Avec la crise sanitaire, la situation n'est pas forcément plus tendue. Les restrictions pour les détenus ont été un peu plus importantes, mais c'était pour la protection de tous contre le Covid, a déclaré Samir Djennas sur RTL.

C'est pourquoi le président de l'AAP ne peut pas comprendre les critiques de l'ASBL "Eran, eraus an elo?", qui défend les droits des détenus. Elle avait critiqué la réduction drastique de la durée des visites, qui aurait un gros impact sur la santé mentale des prisonniers. Sur ce point, le président de l'AAP a dit que tout le monde a subi des restrictions pendant un certain temps, il faudrait juste penser aux maisons de retraite. Par ailleurs, tout a été fait pour maintenir autant que faire se peut, des visites. Par exemple par visioconférence ou par Skype.

Par ailleurs, Samir Djennas a expliqué qu'il y aurait un besoin de rattrapage au niveau de la formation des agents pénitentiaires. Ils sont actuellement classés comme ayant une carrière administrative avec la formation correspondante. Il y aurait peu d'ateliers ou de pratique sur le terrain. Il faudrait pourtant accorder plus de valeur à la formation pratique. Par exemple, la self-défense et que faire en cas d'incendie? Comment se comporter en cas de révolte?

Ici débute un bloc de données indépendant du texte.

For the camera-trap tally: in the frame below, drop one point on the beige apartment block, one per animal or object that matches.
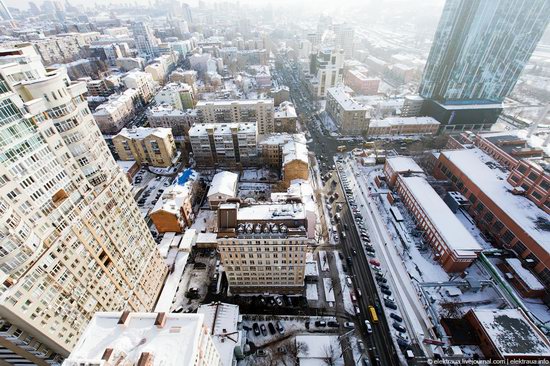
(73, 239)
(152, 146)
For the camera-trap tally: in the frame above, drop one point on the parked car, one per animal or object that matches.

Il y aurait bien un manque de personnel, selon Samir Djennas. Il y a un effectif d'un peu plus de 410 agents, dont les trois quarts sont vaccinés. Mais il faudrait encore en recruter plus de 200 en vue de l'ouverture du centre pénitentiaire d'Uerschterhaff.

L'idée du syndicat de police, qu'à l'avenir, les agents pénitentiaires assurent le transport des détenus, serait bonne dans son principe, mais là aussi se poserait la question du recrutement. Ils auraient précisément le même manque d'effectifs que la police. Par ailleurs, il faudrait aussi assurer aux gardiens la formation nécessaire, un parc automobile adapté et se poserait également la question du droit de porter une arme à l'extérieur de la prison et de conduire avec des gyrophares bleus.

Sur les 551 détenus actuellement hébergés à Schrassig, il y a seulement 26 femmes, dont seules 12 ont été condamnées. Cela rendrait compliqué de proposer plus d'ateliers divers pour femmes ou de créer des emplois spéciaux, parce qu'il n'y a pas de grosse demande. Mais cela va changer avec l'ouverture du centre d'Uerschterhaff, selon Samir Djennas.